The Samsung Galaxy Ring has various sensors to trace things like heart rate.
Samsung
BARCELONA — Samsung’s Galaxy Ring, its latest wearable, is launching with health-tracking features including heart rate and sleep monitoring while also giving users a rating of their readiness for the day, a top executive told CNBC.
In a wide-ranging interview, Hon Pak, the top of the digital health team at Samsung Electronics, discussed the corporate’s first foray into the product category of rings, considerations for a subscription model for the Samsung Health app, and his vision for a man-made intelligence “coach.”
Samsung teased the Galaxy Ring in January in the course of the press conference when it launched the S24 smartphone. The South Korean tech giant is putting it on display for the primary time at Mobile World Congress in Barcelona, which kicks off on Monday.
Samsung Galaxy Ring features
Pak said the ring, which is fitted with sensors, will find a way to offer readings on heart rate, respiratory rate, the quantity of movement made during sleep, and the time it takes an individual to go to sleep once in bed.
He also said the ring will find a way to offer a user a “vitality rating” which “collects data about physical and mental readiness to see how productive you’ll be able to be.”
All of that will likely be accessible through the Samsung Health app.
The ring is about to go on sale this yr, but Pak didn’t give a timeline or the pricing.
Pak also said the corporate is considering adding a feature that might allow the Galaxy Ring to do contactless payments, as with smartphones.
“We’ve an entire … team that’s that. But I feel clearly multiple different use cases for the Ring beyond just health, needless to say,” Pak said.
The Samsung executive also said the corporate is working on non-invasive glucose monitoring in addition to a blood pressure sensing through its wearable devices.
“I feel we have now some ways to go,” Pak said of non-invasive glucose monitoring. Currently, people use devices that pierce the skin to envision glucose levels. A non-invasive technique to do that might be an enormous step.
Samsung ecosystem play
Samsung is hoping that various devices will boost its positioning in health, an area it has been working on for several years.
Samsung has its smartphones and smartwatches. The Galaxy Ring is the latest product category in health. Samsung said the choice to launch a “smart ring” was driven by its customers.
“Our own customers told us, I need selection. I need the flexibility to produce other types of wearables to measure health,” Pak said. “And a few need to wear the watch, some need to wear the watch and the ring and get profit from each. Some just want more simplicity.”
The Samsung Galaxy Ring will work at the side of Samsung’s smartwatches.
Samsung
Pak confirmed that when the smartwatch and Ring are worn together, users will find a way to get different health insights.
Samsung shouldn’t be the primary company to launch smart rings. There are a handful of other players corresponding to Oura.
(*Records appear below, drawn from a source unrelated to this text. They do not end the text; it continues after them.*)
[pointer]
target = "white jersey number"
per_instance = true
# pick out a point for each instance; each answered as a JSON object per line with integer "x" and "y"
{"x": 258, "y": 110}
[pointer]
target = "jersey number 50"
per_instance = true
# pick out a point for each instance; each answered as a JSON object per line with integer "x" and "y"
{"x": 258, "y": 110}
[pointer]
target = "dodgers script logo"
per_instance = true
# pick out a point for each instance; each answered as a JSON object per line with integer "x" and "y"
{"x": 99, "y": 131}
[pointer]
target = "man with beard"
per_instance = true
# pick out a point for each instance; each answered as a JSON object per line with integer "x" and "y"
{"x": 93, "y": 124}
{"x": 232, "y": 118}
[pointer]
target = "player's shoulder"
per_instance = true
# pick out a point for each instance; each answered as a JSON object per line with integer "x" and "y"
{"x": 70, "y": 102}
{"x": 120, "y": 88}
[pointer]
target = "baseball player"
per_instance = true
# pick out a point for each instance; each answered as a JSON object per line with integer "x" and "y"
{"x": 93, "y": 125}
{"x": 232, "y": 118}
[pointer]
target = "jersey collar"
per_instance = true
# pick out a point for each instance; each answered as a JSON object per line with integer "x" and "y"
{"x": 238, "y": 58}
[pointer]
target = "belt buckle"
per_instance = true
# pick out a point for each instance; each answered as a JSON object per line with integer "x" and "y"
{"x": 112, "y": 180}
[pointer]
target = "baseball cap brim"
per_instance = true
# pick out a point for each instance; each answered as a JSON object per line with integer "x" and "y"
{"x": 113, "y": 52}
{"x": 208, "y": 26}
Previous generations of Samsung’s flagship smartphone, corresponding to the S7, have sensors that track things like heart rate. Users could put their finger on the sensor and it could give a reading. Samsung has done away with those sensors on its phones, especially because it has smartwatches that provide these features.
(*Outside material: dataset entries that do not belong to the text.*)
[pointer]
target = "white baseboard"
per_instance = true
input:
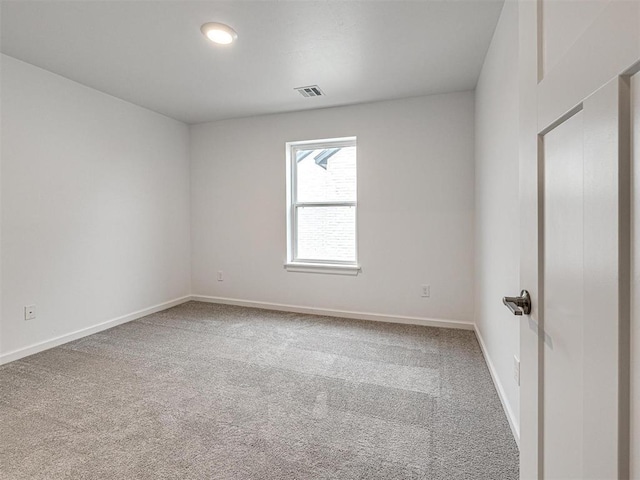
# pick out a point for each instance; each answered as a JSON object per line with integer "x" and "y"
{"x": 54, "y": 342}
{"x": 377, "y": 317}
{"x": 513, "y": 421}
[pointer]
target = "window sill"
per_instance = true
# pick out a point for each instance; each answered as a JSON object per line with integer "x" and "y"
{"x": 331, "y": 269}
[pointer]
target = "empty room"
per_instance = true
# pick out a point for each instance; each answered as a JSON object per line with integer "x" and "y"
{"x": 320, "y": 239}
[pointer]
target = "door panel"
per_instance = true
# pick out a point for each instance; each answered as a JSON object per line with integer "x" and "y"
{"x": 563, "y": 280}
{"x": 585, "y": 273}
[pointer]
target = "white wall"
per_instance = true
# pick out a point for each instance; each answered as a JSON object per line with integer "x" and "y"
{"x": 95, "y": 207}
{"x": 497, "y": 206}
{"x": 415, "y": 187}
{"x": 635, "y": 319}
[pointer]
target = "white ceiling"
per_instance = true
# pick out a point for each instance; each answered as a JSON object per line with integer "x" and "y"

Nevertheless, Pak didn’t rule out the chance that future smartphones would have health sensors on them.
“Mobile remains to be very pervasive and so I feel there are explanation why we should want to put a sensor on a mobile versus having it on a wearable,” Pak said.
AI ‘coach’
Pak discussed how artificial intelligence will play a task in Samsung’s health services. AI may also help make sense of all of the information these devices are collecting. And ultimately, Pak’s goal is to get the AI to offer deeper insights into an individual’s health.
He said large language models, that are AI models trained on huge amounts of knowledge and that underpin applications like chatbots, may also help to offer greater insights.
“Imagine that enormous language model, acting as my digital assistant, while the context of my medical records, my physiological data, my engagement with a mobile device, the wearables during all of that … begins to bring greater insights and personalization opportunities,” Pak said.
“There is a digital assistant coach in the longer term, because we predict that is absolutely needed,” the Samsung executive said.
Pak described a scenario during which a digital assistant offers health advice in the correct tone and context, saying “our ability to vary our behavior becomes much greater.”
Bixby, Samsung’s digital assistant, could have an element to play, Pak said.
“So we’re exploring various alternative ways during which the human computer interface will change over time … And so we predict Bixby with speech represents a big a part of that option. But we do not think it is the only option. But Bixby potentially combined with large language models could be a phenomenal game changer. And we’re obviously having that conversation,” Pak said.
The chief also said the corporate is “considering” a subscription service for its Samsung Health app, but that the capabilities and insights it offers must be improved before that may occur. AI assistants may also help.
“In the event you’re gonna really make me pay for something, you higher give me something that is more end to finish that is more comprehensive” when it comes to health insights, Pak said.